Secure Multipurpose Internet Mail Extensions (S/MIME) is a de facto standard developed by RSA Data Security, Inc, for sending secure mail based on public-key cryptography. MIME is the industry standard format for electronic mail, which defines the structure of the message's body. S/MIME-supporting e-mail applications add digital signatures and encryption capabilities to that format to ensure message integrity, data origin authentication and confidentiality of electronic mail.

When a signed message is sent, a detached signature in the PKCS #7 format is sent along with the message as an attachment. The signature attachment contains the hash of the original message signed with the sender's private key, as well as the signer certificate.

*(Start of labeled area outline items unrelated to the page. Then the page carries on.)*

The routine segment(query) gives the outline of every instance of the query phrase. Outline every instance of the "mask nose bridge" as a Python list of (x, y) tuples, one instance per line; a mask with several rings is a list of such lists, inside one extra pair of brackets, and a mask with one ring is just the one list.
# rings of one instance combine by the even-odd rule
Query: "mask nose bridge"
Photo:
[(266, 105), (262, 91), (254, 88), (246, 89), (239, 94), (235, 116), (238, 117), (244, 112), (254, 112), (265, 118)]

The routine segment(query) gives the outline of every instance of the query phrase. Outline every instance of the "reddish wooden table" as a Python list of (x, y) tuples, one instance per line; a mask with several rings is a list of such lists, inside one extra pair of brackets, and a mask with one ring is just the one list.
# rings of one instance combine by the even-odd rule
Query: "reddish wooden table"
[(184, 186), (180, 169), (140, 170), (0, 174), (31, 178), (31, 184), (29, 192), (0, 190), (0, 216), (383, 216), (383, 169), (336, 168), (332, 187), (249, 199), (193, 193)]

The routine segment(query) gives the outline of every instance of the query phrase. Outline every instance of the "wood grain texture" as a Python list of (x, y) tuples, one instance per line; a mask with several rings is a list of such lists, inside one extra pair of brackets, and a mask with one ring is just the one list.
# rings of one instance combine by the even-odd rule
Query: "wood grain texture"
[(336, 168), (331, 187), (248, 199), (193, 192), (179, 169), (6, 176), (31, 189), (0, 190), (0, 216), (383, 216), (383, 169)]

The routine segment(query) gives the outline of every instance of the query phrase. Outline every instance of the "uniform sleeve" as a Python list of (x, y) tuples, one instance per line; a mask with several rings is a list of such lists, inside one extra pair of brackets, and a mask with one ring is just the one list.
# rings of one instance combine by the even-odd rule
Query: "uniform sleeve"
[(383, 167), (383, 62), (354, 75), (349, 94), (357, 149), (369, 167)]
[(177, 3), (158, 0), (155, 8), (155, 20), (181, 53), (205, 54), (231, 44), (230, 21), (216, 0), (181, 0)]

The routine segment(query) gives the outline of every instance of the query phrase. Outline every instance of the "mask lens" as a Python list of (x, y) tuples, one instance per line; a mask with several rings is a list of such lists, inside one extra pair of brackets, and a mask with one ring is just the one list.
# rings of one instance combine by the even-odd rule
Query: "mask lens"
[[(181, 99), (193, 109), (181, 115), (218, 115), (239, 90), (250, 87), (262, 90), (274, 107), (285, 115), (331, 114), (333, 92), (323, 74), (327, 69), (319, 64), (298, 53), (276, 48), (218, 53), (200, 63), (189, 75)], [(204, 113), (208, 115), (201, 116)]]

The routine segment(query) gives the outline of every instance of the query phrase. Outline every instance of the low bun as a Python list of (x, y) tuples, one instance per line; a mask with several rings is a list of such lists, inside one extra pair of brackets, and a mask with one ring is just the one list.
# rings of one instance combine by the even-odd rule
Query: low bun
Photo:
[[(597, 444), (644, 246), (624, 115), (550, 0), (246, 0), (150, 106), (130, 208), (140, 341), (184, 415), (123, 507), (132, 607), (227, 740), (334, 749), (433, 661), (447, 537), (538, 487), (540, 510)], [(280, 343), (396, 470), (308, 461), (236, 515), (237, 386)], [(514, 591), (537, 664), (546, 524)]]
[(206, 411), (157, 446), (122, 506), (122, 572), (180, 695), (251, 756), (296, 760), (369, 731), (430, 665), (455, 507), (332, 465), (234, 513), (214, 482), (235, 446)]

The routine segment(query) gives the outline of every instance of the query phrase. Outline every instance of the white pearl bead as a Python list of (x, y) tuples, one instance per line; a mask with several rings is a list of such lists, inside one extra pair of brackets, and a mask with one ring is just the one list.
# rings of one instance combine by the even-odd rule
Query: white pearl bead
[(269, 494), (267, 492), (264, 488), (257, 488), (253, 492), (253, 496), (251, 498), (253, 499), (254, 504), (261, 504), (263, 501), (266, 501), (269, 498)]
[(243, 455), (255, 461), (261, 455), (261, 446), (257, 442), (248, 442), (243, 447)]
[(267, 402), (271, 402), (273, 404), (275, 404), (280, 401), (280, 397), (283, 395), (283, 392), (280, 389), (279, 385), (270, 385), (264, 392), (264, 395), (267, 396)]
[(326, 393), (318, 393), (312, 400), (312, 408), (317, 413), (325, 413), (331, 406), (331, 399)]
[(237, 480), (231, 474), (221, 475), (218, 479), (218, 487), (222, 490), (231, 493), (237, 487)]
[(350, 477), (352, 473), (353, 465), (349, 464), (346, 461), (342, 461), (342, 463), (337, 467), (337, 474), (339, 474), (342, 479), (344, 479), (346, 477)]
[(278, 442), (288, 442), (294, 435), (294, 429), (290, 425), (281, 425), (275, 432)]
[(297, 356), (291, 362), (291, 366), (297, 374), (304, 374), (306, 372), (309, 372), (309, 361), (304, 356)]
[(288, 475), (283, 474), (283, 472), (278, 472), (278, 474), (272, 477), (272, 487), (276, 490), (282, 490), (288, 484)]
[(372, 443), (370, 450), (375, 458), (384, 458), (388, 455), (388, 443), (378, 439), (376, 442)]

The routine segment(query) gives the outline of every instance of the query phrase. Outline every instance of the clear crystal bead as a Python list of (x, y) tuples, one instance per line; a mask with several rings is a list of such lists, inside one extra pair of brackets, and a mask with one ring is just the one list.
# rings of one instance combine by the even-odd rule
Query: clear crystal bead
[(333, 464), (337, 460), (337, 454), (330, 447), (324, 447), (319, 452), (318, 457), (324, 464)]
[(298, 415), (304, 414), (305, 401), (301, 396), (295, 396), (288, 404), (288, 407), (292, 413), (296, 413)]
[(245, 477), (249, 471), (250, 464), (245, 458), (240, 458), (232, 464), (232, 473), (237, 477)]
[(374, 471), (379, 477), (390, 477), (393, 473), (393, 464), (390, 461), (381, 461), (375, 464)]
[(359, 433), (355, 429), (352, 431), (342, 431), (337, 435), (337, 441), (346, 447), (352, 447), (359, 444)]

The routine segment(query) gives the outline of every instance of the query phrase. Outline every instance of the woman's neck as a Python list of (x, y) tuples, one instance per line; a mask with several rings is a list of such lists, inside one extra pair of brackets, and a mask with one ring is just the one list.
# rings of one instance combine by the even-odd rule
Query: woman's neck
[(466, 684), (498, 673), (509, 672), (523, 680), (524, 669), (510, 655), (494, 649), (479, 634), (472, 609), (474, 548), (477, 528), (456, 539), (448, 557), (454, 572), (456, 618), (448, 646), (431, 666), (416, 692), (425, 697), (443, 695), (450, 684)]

Enveloped (encrypted) mail is generated using a recipient's public key. The message is actually encrypted using a random symmetric key, and it is that symmetric key that is encrypted using the recipient's public key and sent along with the message. If a message is being sent to multiple recipients, the symmetric key is encrypted separately by every recipient's public key. The enveloped message and all encrypted symmetric keys are packaged together using the PKCS#7 format.

S/MIME also supports messages that are first signed with the sender's private key and then enveloped using the recipients' public keys.

The AspEmail component, when used in conjunction with AspEncrypt, is capable of sending S/MIME-compliant mail. The S/MIME Enabled logo indicates that the component has passed RSA's S/MIME Interoperability Test and is included into the S/MIME Interoperability Master Matrix.